Opinion
August 24, 1995
Appeal from the Supreme Court, Bronx County (Lorraine Backal, J.).
This matter has been submitted for judicial review in the absence of a final administrative ruling. Thus, respondents' motion to dismiss the proceeding should have been granted for failure to exhaust administrative remedies (CPLR 7804[f]; Watergate II Apts. v. Buffalo Sewer Auth., 46 N.Y.2d 52, 57; Matter of White v. Incorporated Vil. of Plandome Manor, 190 A.D.2d 854, lv denied 83 N.Y.2d 752). Respondent's letter of December 14, 1993, rejecting petitioner's application for a certificate of occupancy for noncompliance with a Zoning Resolution section governing the subject premises, is subject to appeal to the Board of Standards and Appeals (NY City Charter § 666 [7] [a]).

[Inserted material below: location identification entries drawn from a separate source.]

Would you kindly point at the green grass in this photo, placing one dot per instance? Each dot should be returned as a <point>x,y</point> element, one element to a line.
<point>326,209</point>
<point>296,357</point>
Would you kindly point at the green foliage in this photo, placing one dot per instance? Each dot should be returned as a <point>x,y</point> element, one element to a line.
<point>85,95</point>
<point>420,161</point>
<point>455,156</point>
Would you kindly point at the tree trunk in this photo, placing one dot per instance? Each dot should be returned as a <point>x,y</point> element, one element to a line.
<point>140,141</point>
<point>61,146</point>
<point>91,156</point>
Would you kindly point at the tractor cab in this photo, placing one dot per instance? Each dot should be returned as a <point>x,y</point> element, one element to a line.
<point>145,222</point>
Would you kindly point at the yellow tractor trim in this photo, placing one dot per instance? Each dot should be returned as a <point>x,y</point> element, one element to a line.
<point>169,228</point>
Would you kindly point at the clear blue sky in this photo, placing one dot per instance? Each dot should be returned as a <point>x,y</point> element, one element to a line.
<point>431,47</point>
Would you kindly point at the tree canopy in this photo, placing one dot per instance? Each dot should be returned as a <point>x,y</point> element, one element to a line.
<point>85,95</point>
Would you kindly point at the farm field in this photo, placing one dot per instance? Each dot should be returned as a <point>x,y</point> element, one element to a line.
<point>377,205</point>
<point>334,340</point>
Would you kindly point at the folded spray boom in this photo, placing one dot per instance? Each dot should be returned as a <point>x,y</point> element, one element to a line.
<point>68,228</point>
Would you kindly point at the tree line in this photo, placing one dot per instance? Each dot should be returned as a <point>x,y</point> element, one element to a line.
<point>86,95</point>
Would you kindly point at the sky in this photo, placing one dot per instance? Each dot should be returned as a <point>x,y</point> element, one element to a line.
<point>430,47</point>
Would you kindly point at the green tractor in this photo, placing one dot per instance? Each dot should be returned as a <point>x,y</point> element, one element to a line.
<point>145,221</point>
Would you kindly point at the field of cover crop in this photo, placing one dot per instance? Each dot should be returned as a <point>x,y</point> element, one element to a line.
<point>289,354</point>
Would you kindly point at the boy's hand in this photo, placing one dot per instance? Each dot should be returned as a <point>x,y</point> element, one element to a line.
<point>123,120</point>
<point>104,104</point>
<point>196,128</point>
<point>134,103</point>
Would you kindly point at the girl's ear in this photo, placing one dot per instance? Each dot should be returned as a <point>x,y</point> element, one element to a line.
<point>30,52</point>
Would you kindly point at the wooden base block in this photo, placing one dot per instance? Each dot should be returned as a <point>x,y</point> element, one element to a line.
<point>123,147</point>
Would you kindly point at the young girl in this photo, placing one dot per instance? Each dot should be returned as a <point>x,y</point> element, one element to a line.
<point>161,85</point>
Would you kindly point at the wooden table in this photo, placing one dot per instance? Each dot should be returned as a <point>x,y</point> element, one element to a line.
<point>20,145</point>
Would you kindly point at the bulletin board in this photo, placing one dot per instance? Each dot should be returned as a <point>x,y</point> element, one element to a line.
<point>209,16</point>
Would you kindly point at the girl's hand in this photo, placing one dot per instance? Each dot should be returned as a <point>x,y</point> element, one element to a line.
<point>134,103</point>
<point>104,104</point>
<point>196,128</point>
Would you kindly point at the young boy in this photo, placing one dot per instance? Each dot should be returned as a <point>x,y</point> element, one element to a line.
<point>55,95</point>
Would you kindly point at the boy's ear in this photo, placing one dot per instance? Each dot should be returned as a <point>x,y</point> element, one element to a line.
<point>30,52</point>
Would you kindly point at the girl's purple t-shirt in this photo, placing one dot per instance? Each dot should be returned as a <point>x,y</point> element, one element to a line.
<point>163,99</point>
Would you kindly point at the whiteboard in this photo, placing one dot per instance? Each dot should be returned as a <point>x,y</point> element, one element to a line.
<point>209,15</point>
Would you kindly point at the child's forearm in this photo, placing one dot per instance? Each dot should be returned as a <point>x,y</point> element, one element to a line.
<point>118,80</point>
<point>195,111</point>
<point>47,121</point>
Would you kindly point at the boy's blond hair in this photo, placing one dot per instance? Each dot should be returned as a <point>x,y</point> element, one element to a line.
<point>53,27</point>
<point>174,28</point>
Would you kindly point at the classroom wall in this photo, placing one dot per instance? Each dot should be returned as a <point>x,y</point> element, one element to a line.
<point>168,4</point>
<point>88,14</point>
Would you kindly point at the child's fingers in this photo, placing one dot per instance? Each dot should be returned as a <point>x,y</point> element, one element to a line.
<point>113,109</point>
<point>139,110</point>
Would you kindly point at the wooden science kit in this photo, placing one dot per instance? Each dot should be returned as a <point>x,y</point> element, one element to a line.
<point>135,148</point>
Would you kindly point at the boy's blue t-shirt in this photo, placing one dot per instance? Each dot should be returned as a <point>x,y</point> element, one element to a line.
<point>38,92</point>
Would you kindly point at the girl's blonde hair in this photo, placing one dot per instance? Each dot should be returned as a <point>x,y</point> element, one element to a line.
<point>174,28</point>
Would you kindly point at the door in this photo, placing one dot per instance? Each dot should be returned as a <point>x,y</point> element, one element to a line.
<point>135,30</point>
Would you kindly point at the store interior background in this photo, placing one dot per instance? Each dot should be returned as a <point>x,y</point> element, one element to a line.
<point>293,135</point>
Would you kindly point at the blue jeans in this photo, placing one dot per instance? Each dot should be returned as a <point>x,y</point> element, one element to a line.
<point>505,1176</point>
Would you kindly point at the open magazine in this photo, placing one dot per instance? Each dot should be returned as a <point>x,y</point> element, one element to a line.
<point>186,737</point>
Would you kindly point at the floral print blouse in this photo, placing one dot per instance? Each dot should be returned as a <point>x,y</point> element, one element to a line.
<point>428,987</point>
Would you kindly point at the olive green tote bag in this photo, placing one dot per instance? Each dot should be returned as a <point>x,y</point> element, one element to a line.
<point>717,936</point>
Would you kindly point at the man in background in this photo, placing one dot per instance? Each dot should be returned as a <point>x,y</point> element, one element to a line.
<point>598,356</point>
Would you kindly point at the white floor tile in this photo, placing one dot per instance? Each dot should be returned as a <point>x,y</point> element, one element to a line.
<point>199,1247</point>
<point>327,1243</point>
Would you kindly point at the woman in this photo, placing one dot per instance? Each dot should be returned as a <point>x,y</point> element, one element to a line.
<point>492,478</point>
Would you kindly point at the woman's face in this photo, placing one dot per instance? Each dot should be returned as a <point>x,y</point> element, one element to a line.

We note that, at the time the petition was brought, petitioner's application for a certificate of occupancy had been pending for only three months, not one year and nine months as Supreme Court erroneously determined. It is not asserted that any statutory provision permits resort to the judicial forum prior to a final administrative pronouncement and, even in that event, entertaining the proceeding on its merits may be improvident ( see, Matter of Bloom v. Division of Hous. Community Renewal, 138 Misc.2d 523, 527-528 [Rubin, J.]). In any event, petitioner should be permitted to pursue the denial of its application for a certificate of occupancy by way of appeal to the Board of Standards and Appeals, the determination of which is subject to judicial review (Administrative Code of City of N Y § 25-207).
Concur — Sullivan, J.P., Rosenberger, Ellerin, Rubin and Mazzarelli, JJ.